Rumours that Mazda is working on a rotary-powered successor to the RX-7 and RX-8 have been circulating for years and reached fever pitch in 2015 when the company revealed the RX-9 concept car.
We’ve had scant news since then, though speaking to Wheels at the Tokyo motor show, both Ichiro Hirose and Ikuo Maeda, who head up Mazda’s R&D and design divisions, revealed that project is “still our dream”.
Maeda-san expanded further, saying Mazda is in a “race against time” to make the new sports car happen.
When pressed about when we might see the new sports car, Maeda replied: “It’s a difficult question but we never give up on that dream. It’s [been] too long, huh?
“I understand the clock is ticking and the environment can change. We have to see if the future environment will accept a sports car with open arms. So we understand we are racing against time.”
There’s further evidence that Mazda hasn’t given up on the project too. Japanese publication Motor Magazine recently reported that the sports car will be built on a bespoke platform, and a patent application surfaced last month for a new chassis design with double-wishbone suspension.

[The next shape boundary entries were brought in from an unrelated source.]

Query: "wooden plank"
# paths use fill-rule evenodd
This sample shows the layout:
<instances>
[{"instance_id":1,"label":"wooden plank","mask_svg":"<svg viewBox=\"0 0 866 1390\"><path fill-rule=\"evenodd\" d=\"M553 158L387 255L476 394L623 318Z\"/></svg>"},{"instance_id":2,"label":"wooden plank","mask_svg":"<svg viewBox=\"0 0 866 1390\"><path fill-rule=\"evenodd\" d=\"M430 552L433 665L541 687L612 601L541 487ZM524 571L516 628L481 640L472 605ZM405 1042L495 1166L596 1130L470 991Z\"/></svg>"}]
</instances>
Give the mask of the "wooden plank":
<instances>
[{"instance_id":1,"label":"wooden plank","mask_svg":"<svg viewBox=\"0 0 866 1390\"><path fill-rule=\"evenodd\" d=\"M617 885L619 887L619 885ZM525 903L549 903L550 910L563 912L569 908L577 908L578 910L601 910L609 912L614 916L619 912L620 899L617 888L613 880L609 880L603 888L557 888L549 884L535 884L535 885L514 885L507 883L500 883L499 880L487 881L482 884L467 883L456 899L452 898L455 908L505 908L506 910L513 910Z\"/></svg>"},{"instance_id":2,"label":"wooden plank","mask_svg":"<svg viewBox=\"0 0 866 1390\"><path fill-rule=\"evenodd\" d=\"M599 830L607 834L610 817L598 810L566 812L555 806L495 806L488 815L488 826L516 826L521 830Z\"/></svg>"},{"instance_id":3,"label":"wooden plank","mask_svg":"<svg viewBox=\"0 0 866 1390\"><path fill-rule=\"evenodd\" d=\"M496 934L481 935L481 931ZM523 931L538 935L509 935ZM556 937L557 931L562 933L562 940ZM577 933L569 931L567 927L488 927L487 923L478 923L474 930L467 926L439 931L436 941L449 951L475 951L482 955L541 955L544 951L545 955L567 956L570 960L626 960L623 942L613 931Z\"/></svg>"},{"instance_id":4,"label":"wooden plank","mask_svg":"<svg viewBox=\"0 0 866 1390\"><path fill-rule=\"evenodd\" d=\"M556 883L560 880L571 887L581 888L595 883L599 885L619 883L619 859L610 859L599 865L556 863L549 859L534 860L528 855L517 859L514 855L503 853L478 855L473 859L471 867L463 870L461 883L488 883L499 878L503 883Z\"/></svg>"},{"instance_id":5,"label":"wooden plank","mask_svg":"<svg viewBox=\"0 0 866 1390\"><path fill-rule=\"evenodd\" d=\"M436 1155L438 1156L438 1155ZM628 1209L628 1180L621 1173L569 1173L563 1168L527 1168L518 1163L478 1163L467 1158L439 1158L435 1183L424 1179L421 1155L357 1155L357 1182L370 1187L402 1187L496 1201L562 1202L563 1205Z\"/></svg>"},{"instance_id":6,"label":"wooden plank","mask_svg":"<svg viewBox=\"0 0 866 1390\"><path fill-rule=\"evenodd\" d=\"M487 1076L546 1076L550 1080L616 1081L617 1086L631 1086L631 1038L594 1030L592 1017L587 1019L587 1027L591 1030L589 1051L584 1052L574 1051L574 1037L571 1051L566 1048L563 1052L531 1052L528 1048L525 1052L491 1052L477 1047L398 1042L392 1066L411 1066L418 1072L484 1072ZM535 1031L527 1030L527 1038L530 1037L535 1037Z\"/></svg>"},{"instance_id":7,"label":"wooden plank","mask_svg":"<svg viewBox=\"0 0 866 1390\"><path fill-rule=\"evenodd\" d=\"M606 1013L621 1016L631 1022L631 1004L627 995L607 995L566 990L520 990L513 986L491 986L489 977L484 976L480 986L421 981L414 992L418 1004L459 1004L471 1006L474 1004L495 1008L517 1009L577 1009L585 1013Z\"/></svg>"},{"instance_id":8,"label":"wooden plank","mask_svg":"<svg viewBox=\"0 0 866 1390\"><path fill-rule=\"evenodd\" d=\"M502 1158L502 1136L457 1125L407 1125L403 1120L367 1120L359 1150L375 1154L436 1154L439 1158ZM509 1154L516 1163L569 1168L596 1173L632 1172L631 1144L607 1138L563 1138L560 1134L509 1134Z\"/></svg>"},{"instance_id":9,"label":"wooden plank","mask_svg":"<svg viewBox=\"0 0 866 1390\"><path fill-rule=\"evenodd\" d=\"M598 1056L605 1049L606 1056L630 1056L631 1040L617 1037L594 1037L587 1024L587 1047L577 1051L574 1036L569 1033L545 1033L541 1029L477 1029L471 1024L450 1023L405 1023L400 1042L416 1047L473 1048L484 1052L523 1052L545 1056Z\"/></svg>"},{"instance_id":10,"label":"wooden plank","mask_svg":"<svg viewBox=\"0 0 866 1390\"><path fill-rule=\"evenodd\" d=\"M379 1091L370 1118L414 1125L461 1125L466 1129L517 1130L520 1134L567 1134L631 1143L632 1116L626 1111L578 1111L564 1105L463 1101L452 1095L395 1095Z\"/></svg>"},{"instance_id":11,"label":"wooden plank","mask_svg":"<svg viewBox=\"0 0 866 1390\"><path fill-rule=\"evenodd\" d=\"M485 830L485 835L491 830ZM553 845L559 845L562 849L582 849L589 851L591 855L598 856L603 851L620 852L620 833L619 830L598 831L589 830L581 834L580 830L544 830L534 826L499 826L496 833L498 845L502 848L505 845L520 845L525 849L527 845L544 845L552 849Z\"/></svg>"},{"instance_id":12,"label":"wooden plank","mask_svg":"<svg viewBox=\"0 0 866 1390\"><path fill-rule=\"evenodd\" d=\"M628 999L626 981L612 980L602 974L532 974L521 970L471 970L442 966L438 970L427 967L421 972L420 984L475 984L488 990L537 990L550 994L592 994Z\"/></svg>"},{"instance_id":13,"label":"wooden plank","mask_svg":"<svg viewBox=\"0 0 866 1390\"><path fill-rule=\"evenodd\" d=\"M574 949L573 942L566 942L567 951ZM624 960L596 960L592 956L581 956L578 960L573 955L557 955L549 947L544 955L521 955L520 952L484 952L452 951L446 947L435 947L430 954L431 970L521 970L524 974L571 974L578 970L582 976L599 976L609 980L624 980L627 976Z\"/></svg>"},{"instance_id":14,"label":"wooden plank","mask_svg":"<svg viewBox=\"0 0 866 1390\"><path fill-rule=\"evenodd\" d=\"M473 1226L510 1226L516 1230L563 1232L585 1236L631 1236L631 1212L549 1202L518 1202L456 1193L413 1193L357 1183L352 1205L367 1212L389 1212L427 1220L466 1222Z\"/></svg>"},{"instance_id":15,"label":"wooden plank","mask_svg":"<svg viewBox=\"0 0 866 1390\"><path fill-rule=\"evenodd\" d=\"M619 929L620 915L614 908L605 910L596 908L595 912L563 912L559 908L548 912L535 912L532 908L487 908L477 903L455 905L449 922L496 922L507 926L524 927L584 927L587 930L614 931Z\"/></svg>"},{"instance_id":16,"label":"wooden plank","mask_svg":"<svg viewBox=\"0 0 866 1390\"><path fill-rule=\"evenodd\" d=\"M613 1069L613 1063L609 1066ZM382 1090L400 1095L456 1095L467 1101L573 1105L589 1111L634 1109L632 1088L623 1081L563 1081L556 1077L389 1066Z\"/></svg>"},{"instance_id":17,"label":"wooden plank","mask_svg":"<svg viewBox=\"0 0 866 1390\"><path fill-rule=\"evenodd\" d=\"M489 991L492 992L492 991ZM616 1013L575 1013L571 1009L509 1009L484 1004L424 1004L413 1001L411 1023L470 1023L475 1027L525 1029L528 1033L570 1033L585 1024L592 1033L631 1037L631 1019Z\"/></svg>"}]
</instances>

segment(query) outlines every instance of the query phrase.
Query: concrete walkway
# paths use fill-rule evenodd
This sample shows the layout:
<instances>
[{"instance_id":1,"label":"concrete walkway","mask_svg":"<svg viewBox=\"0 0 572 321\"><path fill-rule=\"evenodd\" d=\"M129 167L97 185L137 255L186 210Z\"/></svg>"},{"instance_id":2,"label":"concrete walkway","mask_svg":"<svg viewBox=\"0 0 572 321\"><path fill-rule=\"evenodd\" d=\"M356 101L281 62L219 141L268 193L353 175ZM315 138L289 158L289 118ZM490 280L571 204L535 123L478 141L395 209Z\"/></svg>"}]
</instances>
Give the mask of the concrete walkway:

The issue, of course, is cost. Creating a standalone sports car, especially one on a bespoke platform, is prohibitively expensive for small mainstream manufacturers ‑ though Maeda believes the passion from Mazda’s sports car fans is a powerful weapon when it comes to getting the project signed-off by the board.
“There are still many fans of sports cars, so I think [the way forward is] understanding these voices and understanding the determination of these sports car fans, and then turning that into power to push for the new sports car,” he said.
One possible avenue is a joint venture, similar to the deals struck between Toyota and Subaru, and Toyota and BMW, to produce the 86/BRZ and Supra/Z4, though Maeda denied that Mazda has approached any other brands.
“We currently do not have such plans at all…” he said. “[But] I think we probably need to explore various different ways to actually realise it, because what’s important is actually offering the sports car to market.”
And as for the likelihood of any potential sports car being offered down under?
“We all dream about the opportunity for a rotary sports car,” said Mazda Australia boss Vinesh Bhindi. “If Mazda Corporation ever make one, yes, we would be absolutely fighting to be at the front of the queue to get it in Australia.”